We also compute the following two metrics post-hoc from the data:

  1. Knowledgeable and Engaging: What percent of all responses are marked as both knowledgeable and engaging?
  2. % Knowledgeable that is Engaging: What percent of knowledgeable responses are marked as engaging?

We present the results below. The SeeKeR Dialogue model outperforms BlenderBot 1, and BlenderBot 2, with statistically significant improvements (*) in knowledgeability, engagingness, and the two computed metrics.

Model Consistent ↑ Knowledgeable ↑ Factually Incorrect ↓ Per-Turn Engaging ↑ Knowledgable & Engaging ↑ % Knowledgeable that is Engaging ↑ Zoo Model
BlenderBot1 (Roller et al. (2021)) 75.47% 36.17% 9.14% 78.72% 28.79% 79.58% zoo:blender/blender_3B/model
BlenderBot 2 (project) 65.06% 27.88% 4.12% 83.52% 21.93% 78.67% zoo:blenderbot2/blenderbot2_3B/model
SeeKeR Dialogue (Shuster et al. 2022) 78.47 % 46.49%* 3.94% 90.41%* 44.03%* 94.71%* zoo:seeker/seeker_dialogue_3B/model

Topical Prompt Completion

We source a list of 100 events from Wikipedia that occurred in January 2022, and extract entities (ignoring "covid" and countries, as they might be too general a topic). We then construct prompts of the form: “In recent developments we have learned the following about [TOPIC].”, and we ask the language model to continue it.

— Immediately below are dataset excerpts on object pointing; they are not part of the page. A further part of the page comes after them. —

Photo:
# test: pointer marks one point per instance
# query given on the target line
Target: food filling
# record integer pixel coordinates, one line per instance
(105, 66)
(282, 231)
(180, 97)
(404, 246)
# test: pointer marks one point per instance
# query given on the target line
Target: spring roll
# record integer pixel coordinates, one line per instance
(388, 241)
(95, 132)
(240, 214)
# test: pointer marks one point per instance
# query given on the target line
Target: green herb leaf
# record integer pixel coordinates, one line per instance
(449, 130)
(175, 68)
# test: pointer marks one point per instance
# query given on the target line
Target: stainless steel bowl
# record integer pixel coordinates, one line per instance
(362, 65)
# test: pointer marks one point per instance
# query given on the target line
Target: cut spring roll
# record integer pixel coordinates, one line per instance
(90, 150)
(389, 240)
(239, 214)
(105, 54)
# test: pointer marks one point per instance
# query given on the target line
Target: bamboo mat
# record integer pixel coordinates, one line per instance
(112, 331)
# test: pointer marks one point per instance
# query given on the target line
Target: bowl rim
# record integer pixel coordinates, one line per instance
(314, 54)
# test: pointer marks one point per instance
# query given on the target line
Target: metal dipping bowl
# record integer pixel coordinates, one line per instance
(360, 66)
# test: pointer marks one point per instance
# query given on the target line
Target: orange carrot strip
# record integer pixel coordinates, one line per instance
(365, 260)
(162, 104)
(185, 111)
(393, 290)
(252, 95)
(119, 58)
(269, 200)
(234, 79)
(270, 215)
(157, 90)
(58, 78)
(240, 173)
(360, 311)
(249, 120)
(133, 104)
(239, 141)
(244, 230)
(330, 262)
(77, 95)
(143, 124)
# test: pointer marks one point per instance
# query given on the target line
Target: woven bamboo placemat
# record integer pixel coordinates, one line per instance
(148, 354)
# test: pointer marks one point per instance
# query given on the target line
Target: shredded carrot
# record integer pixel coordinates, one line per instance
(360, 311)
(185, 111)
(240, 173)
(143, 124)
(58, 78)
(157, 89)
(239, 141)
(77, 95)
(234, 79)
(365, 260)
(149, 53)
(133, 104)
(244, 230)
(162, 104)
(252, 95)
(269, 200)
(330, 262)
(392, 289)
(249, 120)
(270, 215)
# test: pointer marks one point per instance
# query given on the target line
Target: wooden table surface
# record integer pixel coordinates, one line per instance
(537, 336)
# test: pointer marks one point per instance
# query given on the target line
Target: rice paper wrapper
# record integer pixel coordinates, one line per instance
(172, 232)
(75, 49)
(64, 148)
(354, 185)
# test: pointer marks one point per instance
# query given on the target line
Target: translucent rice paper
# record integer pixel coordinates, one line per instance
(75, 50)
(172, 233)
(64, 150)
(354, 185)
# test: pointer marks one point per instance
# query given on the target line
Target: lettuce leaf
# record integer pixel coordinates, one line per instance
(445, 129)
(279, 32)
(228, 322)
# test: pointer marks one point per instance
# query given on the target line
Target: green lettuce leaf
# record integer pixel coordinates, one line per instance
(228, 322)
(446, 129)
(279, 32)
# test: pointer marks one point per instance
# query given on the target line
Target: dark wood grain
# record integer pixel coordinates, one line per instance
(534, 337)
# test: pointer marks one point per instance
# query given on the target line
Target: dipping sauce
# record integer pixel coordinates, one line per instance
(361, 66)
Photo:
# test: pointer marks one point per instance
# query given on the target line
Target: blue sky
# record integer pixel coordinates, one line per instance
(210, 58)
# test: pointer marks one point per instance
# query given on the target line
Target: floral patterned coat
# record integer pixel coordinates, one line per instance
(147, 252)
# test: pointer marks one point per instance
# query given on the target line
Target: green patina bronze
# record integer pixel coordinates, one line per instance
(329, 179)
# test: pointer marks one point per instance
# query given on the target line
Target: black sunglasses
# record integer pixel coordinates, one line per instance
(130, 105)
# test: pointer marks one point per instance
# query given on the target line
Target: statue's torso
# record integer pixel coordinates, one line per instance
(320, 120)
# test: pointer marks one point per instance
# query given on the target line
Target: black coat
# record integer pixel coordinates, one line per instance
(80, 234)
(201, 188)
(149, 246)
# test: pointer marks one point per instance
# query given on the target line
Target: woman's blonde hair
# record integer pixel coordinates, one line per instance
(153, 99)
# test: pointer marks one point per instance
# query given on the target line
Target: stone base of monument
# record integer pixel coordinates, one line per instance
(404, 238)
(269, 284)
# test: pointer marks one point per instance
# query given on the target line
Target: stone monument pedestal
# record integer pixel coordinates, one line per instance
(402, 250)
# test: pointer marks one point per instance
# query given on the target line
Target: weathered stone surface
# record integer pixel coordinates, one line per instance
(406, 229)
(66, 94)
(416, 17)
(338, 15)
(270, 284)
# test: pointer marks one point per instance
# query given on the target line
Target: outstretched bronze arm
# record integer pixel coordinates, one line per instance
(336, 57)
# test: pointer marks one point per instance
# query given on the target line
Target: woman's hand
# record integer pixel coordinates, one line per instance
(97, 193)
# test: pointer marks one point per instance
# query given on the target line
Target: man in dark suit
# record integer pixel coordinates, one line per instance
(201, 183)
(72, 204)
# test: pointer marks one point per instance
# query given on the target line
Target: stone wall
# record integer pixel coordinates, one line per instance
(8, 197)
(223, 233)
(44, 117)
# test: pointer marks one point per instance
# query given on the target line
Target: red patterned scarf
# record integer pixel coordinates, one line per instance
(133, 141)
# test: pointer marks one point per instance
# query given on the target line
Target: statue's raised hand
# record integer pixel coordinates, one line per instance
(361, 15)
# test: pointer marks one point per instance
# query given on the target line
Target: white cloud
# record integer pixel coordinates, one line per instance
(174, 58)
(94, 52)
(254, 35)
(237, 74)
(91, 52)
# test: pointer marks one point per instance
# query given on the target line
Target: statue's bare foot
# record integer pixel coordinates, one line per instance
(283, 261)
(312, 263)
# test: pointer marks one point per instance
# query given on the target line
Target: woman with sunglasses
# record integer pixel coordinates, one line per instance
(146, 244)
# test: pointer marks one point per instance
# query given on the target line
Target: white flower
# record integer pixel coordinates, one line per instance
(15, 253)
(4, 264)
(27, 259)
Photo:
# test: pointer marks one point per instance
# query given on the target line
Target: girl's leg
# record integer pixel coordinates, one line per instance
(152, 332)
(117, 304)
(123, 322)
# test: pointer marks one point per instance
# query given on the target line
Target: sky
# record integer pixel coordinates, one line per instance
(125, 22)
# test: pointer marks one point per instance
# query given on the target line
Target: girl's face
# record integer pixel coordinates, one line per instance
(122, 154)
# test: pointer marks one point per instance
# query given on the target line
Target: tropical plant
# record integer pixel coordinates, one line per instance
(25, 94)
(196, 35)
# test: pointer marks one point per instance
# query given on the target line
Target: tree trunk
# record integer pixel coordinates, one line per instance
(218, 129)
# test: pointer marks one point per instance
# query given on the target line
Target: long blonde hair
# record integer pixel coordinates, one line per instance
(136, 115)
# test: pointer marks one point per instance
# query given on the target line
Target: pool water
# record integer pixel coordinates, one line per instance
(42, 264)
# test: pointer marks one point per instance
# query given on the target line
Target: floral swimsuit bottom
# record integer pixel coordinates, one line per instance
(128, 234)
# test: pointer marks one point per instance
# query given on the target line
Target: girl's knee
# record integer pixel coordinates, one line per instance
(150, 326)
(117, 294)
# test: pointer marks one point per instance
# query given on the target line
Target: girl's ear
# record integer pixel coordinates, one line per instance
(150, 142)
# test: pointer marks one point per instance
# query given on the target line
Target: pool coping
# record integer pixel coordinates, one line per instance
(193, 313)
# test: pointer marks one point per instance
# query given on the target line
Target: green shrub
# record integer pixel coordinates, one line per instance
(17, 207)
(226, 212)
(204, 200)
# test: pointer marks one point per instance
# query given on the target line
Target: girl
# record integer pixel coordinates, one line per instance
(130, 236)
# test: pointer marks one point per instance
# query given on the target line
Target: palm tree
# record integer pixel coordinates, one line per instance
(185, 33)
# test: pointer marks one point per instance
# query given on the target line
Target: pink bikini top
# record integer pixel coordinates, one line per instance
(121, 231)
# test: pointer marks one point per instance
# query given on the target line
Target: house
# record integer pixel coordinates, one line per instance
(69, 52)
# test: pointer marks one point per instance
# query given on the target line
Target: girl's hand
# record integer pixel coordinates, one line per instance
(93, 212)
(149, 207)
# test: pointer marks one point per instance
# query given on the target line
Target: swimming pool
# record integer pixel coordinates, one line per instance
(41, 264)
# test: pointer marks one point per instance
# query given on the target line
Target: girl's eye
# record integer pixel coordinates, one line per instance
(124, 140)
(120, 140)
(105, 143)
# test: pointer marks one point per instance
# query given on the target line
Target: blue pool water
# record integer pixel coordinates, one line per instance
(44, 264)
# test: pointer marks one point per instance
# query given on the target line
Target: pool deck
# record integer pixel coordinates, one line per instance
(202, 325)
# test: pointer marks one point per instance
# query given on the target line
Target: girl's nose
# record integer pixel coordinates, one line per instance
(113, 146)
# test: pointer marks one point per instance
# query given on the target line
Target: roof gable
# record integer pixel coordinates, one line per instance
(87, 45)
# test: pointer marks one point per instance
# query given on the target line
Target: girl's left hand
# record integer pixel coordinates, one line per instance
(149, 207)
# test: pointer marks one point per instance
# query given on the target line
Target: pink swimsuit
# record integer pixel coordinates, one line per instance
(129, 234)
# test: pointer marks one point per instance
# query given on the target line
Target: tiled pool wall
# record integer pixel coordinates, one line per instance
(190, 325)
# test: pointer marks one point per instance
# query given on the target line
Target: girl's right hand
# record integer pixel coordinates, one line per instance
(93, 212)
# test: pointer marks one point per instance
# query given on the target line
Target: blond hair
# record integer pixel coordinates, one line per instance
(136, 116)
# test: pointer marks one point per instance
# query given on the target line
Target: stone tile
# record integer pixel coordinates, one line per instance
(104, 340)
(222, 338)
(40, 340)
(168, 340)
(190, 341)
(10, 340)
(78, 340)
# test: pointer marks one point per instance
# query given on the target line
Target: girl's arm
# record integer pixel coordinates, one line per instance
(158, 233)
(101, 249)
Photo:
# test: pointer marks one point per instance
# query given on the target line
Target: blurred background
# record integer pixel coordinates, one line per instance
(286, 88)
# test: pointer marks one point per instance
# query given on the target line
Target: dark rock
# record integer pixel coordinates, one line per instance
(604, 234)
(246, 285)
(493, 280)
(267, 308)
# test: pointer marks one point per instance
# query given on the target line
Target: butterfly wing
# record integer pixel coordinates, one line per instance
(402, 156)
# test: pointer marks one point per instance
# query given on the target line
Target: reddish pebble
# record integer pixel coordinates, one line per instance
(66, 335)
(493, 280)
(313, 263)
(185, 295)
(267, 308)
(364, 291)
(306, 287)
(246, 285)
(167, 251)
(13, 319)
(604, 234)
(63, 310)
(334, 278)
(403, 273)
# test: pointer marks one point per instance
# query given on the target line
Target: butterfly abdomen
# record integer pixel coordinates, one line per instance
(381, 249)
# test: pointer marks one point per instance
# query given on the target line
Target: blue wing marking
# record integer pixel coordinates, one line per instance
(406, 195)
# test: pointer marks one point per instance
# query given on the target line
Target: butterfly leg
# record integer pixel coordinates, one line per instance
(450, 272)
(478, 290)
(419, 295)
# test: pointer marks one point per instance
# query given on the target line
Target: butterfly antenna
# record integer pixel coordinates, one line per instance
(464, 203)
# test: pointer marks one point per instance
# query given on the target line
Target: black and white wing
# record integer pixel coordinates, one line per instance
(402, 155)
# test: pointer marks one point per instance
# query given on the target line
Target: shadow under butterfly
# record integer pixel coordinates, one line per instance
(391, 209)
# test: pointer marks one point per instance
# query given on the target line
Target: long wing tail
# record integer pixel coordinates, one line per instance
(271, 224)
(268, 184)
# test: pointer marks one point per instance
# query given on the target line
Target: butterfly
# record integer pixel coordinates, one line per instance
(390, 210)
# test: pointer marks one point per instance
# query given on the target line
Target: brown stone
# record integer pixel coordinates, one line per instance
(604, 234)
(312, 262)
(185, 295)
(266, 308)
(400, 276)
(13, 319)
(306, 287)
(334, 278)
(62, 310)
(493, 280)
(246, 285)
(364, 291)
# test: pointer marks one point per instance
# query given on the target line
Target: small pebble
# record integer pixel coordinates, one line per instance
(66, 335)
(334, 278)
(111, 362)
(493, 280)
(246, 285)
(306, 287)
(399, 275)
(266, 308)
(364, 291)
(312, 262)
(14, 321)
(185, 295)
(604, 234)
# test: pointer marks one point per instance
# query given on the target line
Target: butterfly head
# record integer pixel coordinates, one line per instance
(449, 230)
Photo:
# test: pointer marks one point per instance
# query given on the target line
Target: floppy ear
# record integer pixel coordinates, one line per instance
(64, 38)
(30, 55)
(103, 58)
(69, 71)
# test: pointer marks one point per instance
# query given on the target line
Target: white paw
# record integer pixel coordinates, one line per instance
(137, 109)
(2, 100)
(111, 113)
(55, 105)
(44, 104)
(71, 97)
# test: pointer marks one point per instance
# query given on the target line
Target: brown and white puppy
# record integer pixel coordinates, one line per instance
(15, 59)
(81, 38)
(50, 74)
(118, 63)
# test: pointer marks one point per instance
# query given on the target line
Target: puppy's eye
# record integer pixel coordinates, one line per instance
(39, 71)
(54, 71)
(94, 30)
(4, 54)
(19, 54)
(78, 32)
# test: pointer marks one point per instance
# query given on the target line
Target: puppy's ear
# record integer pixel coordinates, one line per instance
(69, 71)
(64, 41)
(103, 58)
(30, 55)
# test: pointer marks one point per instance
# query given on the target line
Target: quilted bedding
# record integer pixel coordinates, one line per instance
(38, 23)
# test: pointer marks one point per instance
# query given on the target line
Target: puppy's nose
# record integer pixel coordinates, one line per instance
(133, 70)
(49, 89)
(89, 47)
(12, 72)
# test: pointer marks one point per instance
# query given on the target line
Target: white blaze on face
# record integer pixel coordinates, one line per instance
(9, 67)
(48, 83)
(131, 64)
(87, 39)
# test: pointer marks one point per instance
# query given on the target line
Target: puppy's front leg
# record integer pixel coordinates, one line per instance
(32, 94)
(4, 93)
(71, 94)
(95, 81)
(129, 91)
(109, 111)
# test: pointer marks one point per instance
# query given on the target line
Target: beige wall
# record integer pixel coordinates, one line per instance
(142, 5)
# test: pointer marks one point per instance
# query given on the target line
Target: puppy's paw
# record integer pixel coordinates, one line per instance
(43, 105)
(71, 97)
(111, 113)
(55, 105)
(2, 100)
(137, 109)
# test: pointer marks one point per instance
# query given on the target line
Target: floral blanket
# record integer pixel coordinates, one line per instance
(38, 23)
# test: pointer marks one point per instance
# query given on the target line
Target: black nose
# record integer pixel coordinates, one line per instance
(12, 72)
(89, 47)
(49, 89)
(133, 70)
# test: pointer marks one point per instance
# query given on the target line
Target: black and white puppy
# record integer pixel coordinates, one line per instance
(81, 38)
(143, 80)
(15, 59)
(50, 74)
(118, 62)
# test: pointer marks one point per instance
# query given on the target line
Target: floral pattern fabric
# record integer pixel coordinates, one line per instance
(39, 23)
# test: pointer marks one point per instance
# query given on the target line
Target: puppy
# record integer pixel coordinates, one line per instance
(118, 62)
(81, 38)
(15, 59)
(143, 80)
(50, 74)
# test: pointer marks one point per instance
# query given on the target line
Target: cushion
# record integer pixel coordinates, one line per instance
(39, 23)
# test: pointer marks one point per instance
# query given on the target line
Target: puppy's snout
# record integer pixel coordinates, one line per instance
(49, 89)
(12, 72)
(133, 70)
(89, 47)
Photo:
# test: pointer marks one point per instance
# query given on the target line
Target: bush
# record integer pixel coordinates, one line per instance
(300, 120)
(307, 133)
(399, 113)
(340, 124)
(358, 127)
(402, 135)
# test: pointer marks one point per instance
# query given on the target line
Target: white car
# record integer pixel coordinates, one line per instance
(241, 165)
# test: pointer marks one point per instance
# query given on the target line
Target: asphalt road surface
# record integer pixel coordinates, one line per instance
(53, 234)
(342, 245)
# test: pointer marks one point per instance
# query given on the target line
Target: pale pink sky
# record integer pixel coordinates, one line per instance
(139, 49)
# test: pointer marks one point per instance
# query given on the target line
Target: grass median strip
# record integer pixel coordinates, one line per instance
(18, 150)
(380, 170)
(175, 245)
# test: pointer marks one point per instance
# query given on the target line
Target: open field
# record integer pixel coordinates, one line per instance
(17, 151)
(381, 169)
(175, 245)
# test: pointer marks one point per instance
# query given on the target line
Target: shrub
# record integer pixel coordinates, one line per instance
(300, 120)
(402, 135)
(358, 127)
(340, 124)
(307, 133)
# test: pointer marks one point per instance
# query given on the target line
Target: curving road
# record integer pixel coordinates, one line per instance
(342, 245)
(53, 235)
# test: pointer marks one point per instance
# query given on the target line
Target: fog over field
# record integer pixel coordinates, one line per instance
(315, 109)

We annotate model outputs, marking the following attributes:

  1. Sensible: does it reasonably follow the prompt?
  2. True: does it contain some true information?
  3. Hallucination: does it contain some false information?
  4. Topical: does it reference what happened in the last two months, i.e., January and February 2022?.

We compare SeeKeR models equipped with the Mojeek search engine to standard GPT2 models trained on the same data, as well as GPT3 zero-shot. The results below show that our SeeKeR models improve over GPT2 models with more true completions, fewer hallucinations, and more topicality. GPT3 is highly sensible, and generates true outputs often, but also produces lots of hallucinations and is not topical.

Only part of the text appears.